What is Anthropology?
The study of people around the world - how they behave, adapt to their environments, communicate, socialize, and evolve. Encompasses two branches: social aspects (language, culture, politics, religion, family) and biological features (physiology, genetics, nutrition, evolution). Anthropologists investigate aspects of daily, and traditional lives, of humans and societies in a variety of cultures.
In the U.S. anthropology includes archaeology, the study of peoples and cultures in the past.
In the U.K., anthropology only studies people and cultures in the present; archaeology is considered a separate discipline.
What can one do with a degree in Anthropology?
Anthropology courses train students to develop critical reading, writing, and thinking abilities.
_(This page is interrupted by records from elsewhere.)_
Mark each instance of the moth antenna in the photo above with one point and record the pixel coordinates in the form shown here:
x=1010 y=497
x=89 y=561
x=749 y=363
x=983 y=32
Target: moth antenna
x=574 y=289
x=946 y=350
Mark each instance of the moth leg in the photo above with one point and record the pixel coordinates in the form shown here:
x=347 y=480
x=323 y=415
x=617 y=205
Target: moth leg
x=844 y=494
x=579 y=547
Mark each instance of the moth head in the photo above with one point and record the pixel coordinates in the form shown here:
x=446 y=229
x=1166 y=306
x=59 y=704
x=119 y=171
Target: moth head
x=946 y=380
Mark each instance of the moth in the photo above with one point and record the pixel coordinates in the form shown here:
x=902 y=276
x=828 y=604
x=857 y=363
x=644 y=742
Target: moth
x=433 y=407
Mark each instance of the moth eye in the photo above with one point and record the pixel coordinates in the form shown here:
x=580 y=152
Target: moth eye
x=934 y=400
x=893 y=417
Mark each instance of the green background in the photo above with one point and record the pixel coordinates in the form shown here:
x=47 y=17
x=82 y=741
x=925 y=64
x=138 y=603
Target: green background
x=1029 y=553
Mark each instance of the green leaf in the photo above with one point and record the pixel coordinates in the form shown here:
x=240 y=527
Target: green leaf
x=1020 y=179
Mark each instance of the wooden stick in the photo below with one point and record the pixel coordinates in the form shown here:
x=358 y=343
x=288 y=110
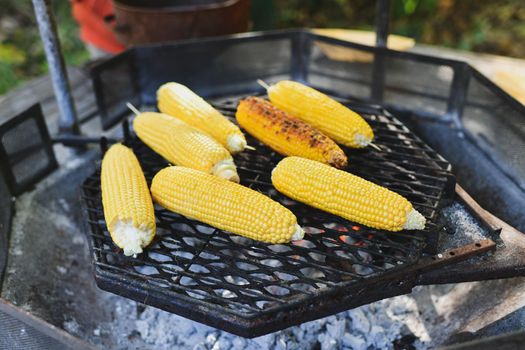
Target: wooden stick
x=374 y=146
x=132 y=108
x=263 y=84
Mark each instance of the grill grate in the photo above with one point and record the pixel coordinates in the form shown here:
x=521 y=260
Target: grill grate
x=194 y=269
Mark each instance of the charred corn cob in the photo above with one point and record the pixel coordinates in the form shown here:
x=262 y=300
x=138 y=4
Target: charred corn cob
x=128 y=208
x=345 y=195
x=225 y=205
x=325 y=114
x=182 y=144
x=177 y=100
x=286 y=134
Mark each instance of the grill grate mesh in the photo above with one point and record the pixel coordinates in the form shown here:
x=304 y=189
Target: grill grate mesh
x=237 y=277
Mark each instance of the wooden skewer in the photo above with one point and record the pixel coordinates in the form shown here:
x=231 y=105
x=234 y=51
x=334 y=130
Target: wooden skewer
x=374 y=146
x=132 y=108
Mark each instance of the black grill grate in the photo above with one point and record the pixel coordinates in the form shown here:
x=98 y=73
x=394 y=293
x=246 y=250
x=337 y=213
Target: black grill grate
x=194 y=269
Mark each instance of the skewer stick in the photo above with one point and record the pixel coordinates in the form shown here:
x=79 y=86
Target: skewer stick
x=132 y=108
x=374 y=146
x=263 y=84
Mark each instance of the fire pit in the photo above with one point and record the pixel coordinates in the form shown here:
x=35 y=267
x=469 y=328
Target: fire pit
x=207 y=279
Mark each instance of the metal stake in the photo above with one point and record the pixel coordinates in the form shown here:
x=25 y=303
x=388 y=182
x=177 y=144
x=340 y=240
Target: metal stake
x=68 y=123
x=378 y=72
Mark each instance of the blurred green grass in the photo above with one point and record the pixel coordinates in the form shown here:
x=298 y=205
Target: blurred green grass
x=496 y=26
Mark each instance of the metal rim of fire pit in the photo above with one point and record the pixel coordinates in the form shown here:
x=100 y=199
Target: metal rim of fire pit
x=246 y=287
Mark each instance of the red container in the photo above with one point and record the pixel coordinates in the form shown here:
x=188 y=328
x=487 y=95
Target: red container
x=149 y=21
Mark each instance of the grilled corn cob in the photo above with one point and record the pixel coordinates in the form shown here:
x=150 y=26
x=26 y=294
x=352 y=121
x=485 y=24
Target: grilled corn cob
x=325 y=114
x=179 y=101
x=225 y=205
x=182 y=144
x=345 y=195
x=128 y=208
x=286 y=134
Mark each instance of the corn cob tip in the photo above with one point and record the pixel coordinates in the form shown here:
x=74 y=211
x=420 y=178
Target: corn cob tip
x=414 y=221
x=298 y=234
x=227 y=170
x=131 y=238
x=362 y=140
x=236 y=143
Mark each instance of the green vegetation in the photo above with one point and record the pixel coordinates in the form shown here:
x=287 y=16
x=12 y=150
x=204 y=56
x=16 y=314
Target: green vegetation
x=21 y=52
x=496 y=26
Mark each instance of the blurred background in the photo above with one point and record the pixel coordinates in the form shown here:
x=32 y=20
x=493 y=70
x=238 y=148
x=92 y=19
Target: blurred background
x=496 y=27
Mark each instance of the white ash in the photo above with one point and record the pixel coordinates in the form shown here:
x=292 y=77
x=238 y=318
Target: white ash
x=72 y=326
x=374 y=326
x=463 y=229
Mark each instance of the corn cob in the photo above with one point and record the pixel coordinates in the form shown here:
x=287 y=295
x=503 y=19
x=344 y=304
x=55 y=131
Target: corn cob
x=177 y=100
x=286 y=134
x=182 y=144
x=327 y=115
x=128 y=208
x=345 y=195
x=225 y=205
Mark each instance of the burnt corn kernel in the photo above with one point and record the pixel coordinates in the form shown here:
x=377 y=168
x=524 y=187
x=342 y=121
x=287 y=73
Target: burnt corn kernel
x=333 y=119
x=286 y=134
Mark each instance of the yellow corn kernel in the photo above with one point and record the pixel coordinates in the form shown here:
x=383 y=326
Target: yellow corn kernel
x=286 y=134
x=179 y=101
x=128 y=208
x=182 y=144
x=345 y=195
x=336 y=121
x=225 y=205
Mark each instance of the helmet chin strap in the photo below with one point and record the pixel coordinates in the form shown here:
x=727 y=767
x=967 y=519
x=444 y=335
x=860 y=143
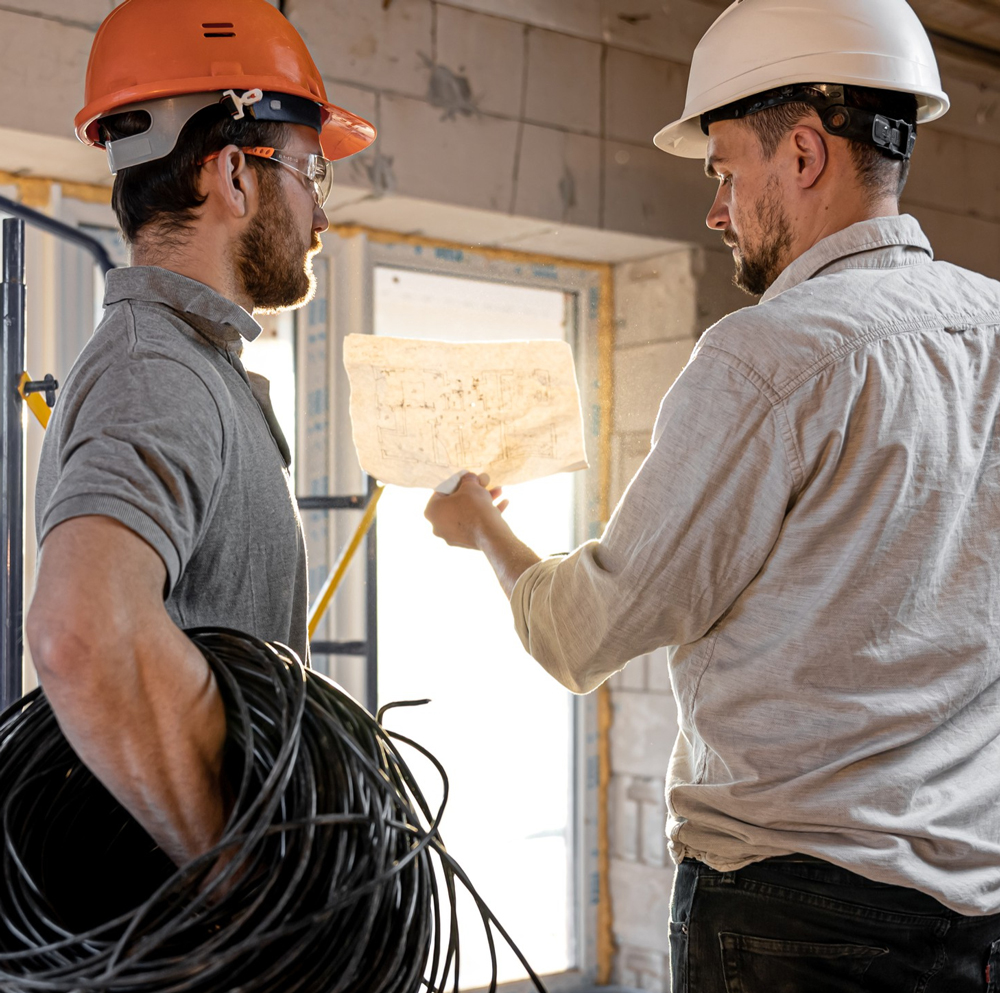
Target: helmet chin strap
x=894 y=137
x=243 y=100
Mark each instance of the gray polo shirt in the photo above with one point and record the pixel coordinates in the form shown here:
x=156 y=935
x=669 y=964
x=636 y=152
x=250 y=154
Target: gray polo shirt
x=159 y=426
x=816 y=532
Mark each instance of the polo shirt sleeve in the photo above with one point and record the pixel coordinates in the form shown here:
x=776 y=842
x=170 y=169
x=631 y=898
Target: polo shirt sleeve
x=694 y=527
x=143 y=446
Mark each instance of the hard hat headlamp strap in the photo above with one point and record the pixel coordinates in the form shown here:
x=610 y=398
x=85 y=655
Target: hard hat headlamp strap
x=267 y=106
x=894 y=137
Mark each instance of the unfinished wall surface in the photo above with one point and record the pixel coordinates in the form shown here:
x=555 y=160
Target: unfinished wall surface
x=662 y=305
x=545 y=109
x=530 y=108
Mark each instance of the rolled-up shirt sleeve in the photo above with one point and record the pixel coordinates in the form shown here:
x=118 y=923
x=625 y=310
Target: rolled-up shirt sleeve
x=694 y=527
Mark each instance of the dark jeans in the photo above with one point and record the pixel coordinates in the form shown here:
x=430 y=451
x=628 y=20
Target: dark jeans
x=799 y=925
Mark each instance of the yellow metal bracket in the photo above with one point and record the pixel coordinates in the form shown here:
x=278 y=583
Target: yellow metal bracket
x=322 y=601
x=35 y=401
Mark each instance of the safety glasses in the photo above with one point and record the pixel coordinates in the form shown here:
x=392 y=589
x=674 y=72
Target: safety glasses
x=316 y=170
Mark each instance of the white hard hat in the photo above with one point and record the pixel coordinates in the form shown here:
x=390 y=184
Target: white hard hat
x=761 y=45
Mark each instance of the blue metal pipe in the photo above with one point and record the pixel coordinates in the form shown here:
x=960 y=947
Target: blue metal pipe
x=12 y=333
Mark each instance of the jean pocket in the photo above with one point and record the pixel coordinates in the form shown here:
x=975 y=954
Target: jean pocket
x=763 y=965
x=993 y=969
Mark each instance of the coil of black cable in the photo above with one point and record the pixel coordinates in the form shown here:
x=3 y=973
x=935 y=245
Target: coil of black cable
x=337 y=879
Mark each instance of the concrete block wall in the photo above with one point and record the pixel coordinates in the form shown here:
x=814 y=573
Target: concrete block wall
x=642 y=735
x=537 y=109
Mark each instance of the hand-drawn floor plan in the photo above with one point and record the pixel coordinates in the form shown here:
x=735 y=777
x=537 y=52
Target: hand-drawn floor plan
x=423 y=411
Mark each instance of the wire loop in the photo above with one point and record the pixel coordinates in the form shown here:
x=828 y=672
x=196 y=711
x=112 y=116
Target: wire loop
x=337 y=881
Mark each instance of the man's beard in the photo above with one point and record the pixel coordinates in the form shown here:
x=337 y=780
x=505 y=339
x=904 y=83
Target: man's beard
x=271 y=262
x=758 y=266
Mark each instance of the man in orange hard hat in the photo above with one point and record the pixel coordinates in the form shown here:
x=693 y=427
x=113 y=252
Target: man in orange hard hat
x=164 y=499
x=815 y=533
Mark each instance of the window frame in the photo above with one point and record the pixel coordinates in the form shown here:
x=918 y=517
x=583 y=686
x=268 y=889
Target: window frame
x=346 y=275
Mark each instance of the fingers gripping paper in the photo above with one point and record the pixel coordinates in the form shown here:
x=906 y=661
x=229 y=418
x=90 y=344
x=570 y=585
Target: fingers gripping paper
x=422 y=411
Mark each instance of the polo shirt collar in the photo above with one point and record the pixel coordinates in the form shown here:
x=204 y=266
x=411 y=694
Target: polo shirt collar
x=186 y=296
x=896 y=240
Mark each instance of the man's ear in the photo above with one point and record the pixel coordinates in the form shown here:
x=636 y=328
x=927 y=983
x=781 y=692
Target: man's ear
x=811 y=153
x=234 y=181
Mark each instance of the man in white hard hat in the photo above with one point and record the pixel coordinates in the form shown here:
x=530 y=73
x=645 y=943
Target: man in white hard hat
x=816 y=532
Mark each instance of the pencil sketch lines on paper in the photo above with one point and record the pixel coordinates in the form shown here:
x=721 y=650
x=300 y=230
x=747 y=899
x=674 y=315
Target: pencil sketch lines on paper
x=439 y=418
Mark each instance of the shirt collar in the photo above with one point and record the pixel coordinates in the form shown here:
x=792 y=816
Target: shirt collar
x=875 y=235
x=228 y=320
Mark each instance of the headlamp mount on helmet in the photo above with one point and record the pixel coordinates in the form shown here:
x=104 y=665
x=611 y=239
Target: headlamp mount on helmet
x=894 y=137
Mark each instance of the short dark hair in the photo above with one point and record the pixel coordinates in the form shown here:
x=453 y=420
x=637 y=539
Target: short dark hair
x=879 y=172
x=165 y=191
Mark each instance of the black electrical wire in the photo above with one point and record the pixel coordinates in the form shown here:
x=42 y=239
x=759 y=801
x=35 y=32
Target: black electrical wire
x=337 y=879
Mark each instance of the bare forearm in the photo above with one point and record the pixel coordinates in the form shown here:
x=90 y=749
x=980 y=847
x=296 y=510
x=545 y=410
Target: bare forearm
x=151 y=726
x=509 y=556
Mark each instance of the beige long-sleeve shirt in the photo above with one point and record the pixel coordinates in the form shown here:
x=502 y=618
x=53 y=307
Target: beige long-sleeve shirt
x=816 y=533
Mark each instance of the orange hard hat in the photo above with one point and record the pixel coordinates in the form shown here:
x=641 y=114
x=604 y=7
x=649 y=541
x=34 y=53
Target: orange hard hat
x=171 y=58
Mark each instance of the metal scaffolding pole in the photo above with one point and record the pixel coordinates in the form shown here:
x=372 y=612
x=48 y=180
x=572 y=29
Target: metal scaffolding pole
x=12 y=461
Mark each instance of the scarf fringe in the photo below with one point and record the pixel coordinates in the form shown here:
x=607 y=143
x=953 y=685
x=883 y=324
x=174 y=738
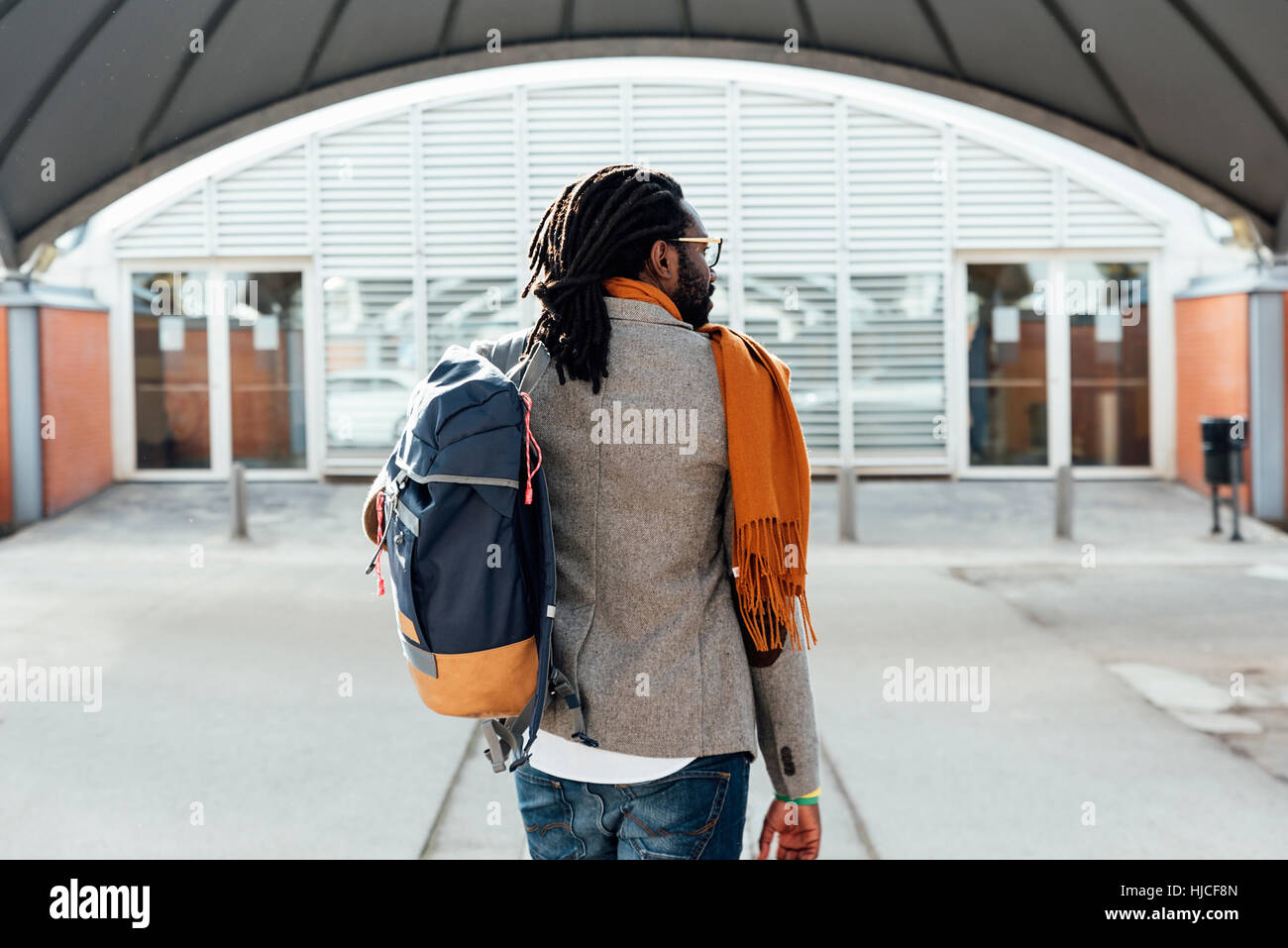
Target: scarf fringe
x=768 y=588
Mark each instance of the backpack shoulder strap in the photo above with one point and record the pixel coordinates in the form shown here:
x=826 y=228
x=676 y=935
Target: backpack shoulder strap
x=506 y=356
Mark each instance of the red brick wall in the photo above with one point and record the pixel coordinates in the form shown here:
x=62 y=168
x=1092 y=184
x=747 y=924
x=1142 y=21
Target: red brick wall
x=1211 y=377
x=5 y=443
x=75 y=390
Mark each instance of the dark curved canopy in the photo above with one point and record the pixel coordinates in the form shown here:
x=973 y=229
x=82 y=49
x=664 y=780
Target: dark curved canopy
x=112 y=94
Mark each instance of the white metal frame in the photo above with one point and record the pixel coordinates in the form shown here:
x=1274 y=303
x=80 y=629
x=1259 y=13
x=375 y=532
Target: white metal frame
x=1059 y=377
x=125 y=454
x=844 y=93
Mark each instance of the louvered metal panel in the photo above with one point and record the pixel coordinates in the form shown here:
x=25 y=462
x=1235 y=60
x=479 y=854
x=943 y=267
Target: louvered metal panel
x=1001 y=200
x=571 y=130
x=456 y=206
x=1096 y=220
x=370 y=363
x=469 y=188
x=897 y=324
x=263 y=209
x=896 y=184
x=789 y=180
x=794 y=316
x=365 y=185
x=179 y=230
x=690 y=143
x=897 y=237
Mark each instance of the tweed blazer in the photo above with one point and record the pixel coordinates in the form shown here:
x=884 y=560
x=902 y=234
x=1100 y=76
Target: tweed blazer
x=645 y=623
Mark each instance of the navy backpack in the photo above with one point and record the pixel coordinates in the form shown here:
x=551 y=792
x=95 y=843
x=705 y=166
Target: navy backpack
x=465 y=519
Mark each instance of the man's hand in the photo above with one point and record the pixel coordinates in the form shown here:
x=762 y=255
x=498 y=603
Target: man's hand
x=798 y=839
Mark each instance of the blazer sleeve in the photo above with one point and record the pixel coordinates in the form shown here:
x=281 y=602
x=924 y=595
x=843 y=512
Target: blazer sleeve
x=785 y=702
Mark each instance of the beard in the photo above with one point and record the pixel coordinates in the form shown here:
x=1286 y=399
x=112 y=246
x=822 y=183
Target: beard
x=694 y=294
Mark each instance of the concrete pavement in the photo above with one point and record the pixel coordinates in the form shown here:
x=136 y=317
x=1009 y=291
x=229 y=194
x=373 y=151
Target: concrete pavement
x=254 y=699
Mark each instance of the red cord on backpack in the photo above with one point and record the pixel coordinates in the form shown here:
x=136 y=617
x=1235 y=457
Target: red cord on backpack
x=380 y=532
x=529 y=441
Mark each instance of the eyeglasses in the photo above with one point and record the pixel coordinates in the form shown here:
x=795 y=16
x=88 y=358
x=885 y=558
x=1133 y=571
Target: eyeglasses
x=709 y=253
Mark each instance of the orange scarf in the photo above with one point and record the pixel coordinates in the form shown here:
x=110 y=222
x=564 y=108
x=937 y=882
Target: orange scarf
x=769 y=474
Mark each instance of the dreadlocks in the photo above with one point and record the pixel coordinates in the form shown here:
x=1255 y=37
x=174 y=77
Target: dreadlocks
x=601 y=226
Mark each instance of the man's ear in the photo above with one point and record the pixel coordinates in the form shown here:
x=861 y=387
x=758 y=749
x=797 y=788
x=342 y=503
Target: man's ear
x=656 y=263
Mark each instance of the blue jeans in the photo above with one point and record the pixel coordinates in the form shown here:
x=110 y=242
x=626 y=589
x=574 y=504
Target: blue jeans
x=696 y=813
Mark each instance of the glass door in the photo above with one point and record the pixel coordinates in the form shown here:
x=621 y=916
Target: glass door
x=1108 y=305
x=219 y=359
x=1056 y=365
x=266 y=369
x=171 y=371
x=1008 y=335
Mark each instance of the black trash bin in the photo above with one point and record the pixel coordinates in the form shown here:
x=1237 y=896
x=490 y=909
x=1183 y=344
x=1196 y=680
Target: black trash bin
x=1224 y=440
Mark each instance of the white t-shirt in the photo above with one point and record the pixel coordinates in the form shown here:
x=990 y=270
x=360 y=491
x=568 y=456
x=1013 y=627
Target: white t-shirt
x=578 y=762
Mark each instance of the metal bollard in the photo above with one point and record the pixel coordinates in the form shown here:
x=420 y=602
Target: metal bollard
x=845 y=491
x=237 y=481
x=1064 y=502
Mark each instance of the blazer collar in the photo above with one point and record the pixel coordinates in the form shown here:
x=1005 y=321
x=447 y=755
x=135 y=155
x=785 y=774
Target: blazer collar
x=639 y=311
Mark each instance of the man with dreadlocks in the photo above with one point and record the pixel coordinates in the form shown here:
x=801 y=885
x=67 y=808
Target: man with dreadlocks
x=679 y=570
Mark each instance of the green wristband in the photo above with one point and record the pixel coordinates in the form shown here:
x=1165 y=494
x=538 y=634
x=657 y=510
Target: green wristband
x=798 y=800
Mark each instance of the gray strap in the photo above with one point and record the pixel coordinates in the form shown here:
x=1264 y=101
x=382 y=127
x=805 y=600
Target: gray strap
x=464 y=479
x=537 y=364
x=408 y=518
x=493 y=751
x=421 y=659
x=565 y=689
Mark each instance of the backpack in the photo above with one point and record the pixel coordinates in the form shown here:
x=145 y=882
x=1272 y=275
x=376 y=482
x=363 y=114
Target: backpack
x=465 y=518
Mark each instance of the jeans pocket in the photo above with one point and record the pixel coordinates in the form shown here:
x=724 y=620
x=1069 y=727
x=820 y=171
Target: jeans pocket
x=675 y=818
x=546 y=817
Most people who study Anthropology as an undergraduate degree will go on to study further for a post-graduate – Masters, and even PhD degree. Some will enter the field of academia, teaching in universities and conducting further research. Others enter careers, some of which may require a graduate degree, including: international development, cultural resource management, counselling, social work, education, law, public policy, public health, management, psychology,
Some famous Anthropologists
Dian Fossey, author of ‘Gorillas in the Mist’ (made into a movie of the same name, starring Sigourney Weaver) - considered the world’s leading authority on the physiology and behaviour of mountain gorillas; (PhD Cambridge University, U.K.)
Jomo Kenyatta, first Prime Minister & President of the Republic of Kenya; (PhD LSE, U.K.)